Insert some rows into s2. Notice how you need to use backticks each time to reference a field that doesn’t have the default casing:

INSERT INTO `s2` (
    `foo`, `BAR`, `Baz`, `grault`, qux
) VALUES (
    'k1', 1, 'x', STRUCT(`Corge` := 'v1', `garply` := 5), 2
);

INSERT INTO `s2` (
    `foo`, `BAR`, `Baz`, `grault`, qux
) VALUES (
    'k2', 3, 'y', STRUCT(`Corge` := 'v2', `garply` := 6), 4
);

INSERT INTO `s2` (
    `foo`, `BAR`, `Baz`, `grault`, qux
) VALUES (
    'k3', 5, 'z', STRUCT(`Corge` := 'v3', `garply` := 8), 6
);

Issue a push query to select the rows. The relevant identifiers are again surrounded with backticks. Notice that since qux wasn’t declared with backticks, it can be referred to with any casing. ksqlDB will find the matching identifier by uppercasing it automatically.

SELECT `foo`,
       `BAR`,
       `Baz`,
       `grault`->`Corge`,
       `grault`->`garply`,
       qux,
       QUX AS qux2
FROM `s2`
EMIT CHANGES;

Your output should resemble the following. Notice the casing of the headers that ksqlDB prints:

+---------------+---------------+---------------+---------------+---------------+---------------+---------------+
|foo            |BAR            |Baz            |Corge          |garply         |QUX            |QUX2           |
+---------------+---------------+---------------+---------------+---------------+---------------+---------------+
|k1             |1              |x              |v1             |5              |2              |2              |
|k2             |3              |y              |v2             |6              |4              |4              |
|k3             |5              |z              |v3             |8              |6              |6              |

User-defined functions

Another area where casing is important is user-defined functions (UDFs) that work with struct parameters. This is the case whenever you use a UDF that either receives an incoming struct or returns a custom struct. Any references to struct fields must exactly match the casing ksqlDB expects. ksqlDB will reject any UDF invocations that do not match it.

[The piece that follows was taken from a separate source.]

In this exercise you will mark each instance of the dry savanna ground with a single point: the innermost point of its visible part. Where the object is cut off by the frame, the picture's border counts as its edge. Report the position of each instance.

Here is a quick example of using backticks in a UDF that returns a custom struct. The first two fields override the default behavior. The last uses the default casing. That means that when you work with the data returned from the UDF in ksqlDB, all select statements must use this exact casing (see the example above). For more information on working with structs in UDFs, see the struct section of the how to create a user-defined function guide.

public static final Schema AGGREGATE_SCHEMA = SchemaBuilder.struct().optional()
    .field("`min`", Schema.OPTIONAL_INT64_SCHEMA)
    .field("`max`", Schema.OPTIONAL_INT64_SCHEMA)
    .field("COUNT", Schema.OPTIONAL_INT64_SCHEMA)
    .build();